Un progetto che adeguatamente spiegato può trovare forte consenso nei cittadini che colgono con inquietudine la fragilità di sistemi di protezione frammentati, magari orientati alla competizione prima che alla cooperazione, di fronte ad attacchi che possono colpire indistintamente Madrid, Bruxelles o Parigi o qualunque capitale e area del continente.
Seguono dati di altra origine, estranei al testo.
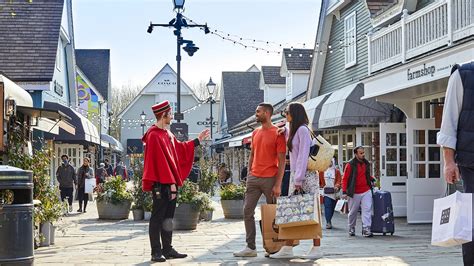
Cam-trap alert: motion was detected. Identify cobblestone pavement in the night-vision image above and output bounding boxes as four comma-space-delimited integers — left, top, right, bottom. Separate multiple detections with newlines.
35, 196, 462, 266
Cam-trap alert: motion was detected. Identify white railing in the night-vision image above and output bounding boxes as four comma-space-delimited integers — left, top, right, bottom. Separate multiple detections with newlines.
368, 0, 474, 75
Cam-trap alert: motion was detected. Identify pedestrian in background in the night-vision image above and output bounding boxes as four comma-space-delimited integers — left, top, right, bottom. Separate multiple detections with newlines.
342, 146, 373, 237
114, 161, 128, 181
270, 102, 322, 259
234, 103, 286, 257
104, 159, 114, 176
77, 157, 94, 212
319, 159, 342, 229
56, 154, 77, 212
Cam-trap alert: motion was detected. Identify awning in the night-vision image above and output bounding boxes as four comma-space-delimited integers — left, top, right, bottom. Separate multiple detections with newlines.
0, 75, 33, 107
303, 93, 331, 130
212, 132, 252, 147
16, 106, 76, 135
127, 139, 143, 154
44, 101, 99, 144
100, 134, 123, 152
319, 83, 393, 129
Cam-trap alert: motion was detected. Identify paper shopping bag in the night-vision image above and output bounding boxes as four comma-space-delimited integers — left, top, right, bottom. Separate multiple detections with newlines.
84, 178, 95, 194
431, 191, 473, 247
275, 193, 321, 228
334, 199, 349, 214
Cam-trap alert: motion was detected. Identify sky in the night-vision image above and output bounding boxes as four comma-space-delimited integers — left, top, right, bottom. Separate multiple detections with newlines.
73, 0, 321, 91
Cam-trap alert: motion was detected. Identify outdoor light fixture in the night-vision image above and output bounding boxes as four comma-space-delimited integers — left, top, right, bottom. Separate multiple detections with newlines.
206, 78, 216, 97
147, 0, 211, 123
173, 0, 184, 9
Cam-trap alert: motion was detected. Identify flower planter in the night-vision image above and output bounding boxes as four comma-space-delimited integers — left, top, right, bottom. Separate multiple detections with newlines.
39, 222, 51, 247
97, 201, 132, 220
143, 212, 151, 221
173, 203, 200, 230
132, 209, 144, 221
221, 200, 244, 219
49, 224, 56, 245
199, 211, 213, 222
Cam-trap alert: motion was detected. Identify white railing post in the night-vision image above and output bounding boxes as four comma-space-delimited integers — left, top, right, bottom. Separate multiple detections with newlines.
367, 30, 374, 76
446, 0, 454, 46
401, 9, 408, 64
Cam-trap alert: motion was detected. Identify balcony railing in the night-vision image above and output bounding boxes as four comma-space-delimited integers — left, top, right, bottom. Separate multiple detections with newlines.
368, 0, 474, 75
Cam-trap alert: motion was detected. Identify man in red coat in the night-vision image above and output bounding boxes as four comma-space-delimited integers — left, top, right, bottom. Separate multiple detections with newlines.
142, 101, 209, 262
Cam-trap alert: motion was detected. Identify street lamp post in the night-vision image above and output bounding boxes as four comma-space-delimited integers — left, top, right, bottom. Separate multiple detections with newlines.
140, 111, 146, 135
96, 100, 105, 168
206, 78, 216, 139
147, 0, 210, 123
In più, la percezione del ritiro, forse al momento ancora più psicologico che effettivo, dello zio Sam dai teatri di conflitto che toccano più da vicino l’Europa e ne minano la sicurezza reale e “percepita” mette in evidenza l’irrilevanza o l’insufficienza, se non in posizione gregaria, delle tante forze armate europee, anche le più strutturate.

La stessa polemica americana sulla necessità di riequilibrare la spesa militare sulle due sponde dell’Atlantico offre una spinta ulteriore a rivedere l’assetto e l’efficacia del dispositivo difensivo dei 28 o 27. Trump ha reiterato con spirito antagonista e sgrammaticato - lo stile che tanto piace a molti che detestano l’Europa politically correct e preferiscono l’uncorrect comunque si manifesti - quanto già altri presidenti avevano richiesto, da ultimo Obama, pur con spirito cooperativo e rispettoso delle istituzioni terze.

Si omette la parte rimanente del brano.